Demand for Scottish farmland increases

By Bridging Loan Directory -


Demand for commercial farmland in Scotland grew during the second half of 2011 as prices dipped, says the latest RICS Rural Land Market Survey, H2 2011.

This increase in interest was driven largely by industrial farmers looking for good quality land. A total of 36% more surveyors reported increases rather than decreases in potential buyer interest in the six months to December, while demand for residential farmland fell away (-10%).

The average price per acre in Scotland dipped slightly during the second half of the year with chartered surveyors reporting an average price per acre of £3500*, the lowest in Great Britain. Across the country, most areas saw prices increase with the West Midlands experiencing the most significant rises.
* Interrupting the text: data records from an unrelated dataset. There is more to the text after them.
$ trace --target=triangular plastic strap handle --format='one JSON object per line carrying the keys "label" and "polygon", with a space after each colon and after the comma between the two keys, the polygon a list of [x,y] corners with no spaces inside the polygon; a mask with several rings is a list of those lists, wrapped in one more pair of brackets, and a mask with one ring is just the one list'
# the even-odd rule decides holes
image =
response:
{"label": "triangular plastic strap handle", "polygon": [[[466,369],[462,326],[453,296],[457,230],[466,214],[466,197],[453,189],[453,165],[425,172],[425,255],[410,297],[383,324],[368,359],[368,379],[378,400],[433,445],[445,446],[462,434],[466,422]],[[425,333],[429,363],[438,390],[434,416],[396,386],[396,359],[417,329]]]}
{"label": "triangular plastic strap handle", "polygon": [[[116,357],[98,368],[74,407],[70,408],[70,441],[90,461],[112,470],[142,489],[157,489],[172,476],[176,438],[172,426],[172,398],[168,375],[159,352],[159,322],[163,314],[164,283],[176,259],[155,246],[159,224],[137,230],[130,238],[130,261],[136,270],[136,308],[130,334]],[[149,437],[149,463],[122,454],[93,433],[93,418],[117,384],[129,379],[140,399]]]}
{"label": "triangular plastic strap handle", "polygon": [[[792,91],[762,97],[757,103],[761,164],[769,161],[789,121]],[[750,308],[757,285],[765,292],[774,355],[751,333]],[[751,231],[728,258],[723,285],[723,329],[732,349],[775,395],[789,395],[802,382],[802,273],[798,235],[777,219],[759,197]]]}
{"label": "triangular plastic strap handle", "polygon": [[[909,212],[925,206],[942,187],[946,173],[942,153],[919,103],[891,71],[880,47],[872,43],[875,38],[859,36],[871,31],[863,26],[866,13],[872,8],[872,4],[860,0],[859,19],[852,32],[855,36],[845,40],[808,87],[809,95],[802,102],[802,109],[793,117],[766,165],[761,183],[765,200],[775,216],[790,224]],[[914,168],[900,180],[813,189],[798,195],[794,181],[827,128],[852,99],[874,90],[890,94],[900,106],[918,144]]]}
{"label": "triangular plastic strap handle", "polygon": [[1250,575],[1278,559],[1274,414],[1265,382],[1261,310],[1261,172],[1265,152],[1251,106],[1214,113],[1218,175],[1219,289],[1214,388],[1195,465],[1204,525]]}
Supply of land coming onto the Scottish market dropped off in the final six months of 2011. 36% more surveyors reported a decrease rather than an increase in (non-residential) supply coming on to the market, while residential farmland was also in negative territory (-9%).

Despite prices falling towards the end of last year, surveyors in Scotland are upbeat over future prices, with many expecting the commercial farmland market to grow over the coming 12 months (net balance +45), while expectations are somewhat more cautious for the residential land sector (zero net balance).

Demand in Scotland grew strongly towards the end of 2011, with surveyors reporting a marked increase on the previous six months.

Despite this, land prices fell away and Scotland now has the lowest farmland values in Great Britain.

Nevertheless, surveyors are optimistic over future prices of commercial farmland, with a significant majority expecting values to increase over the next 12 months.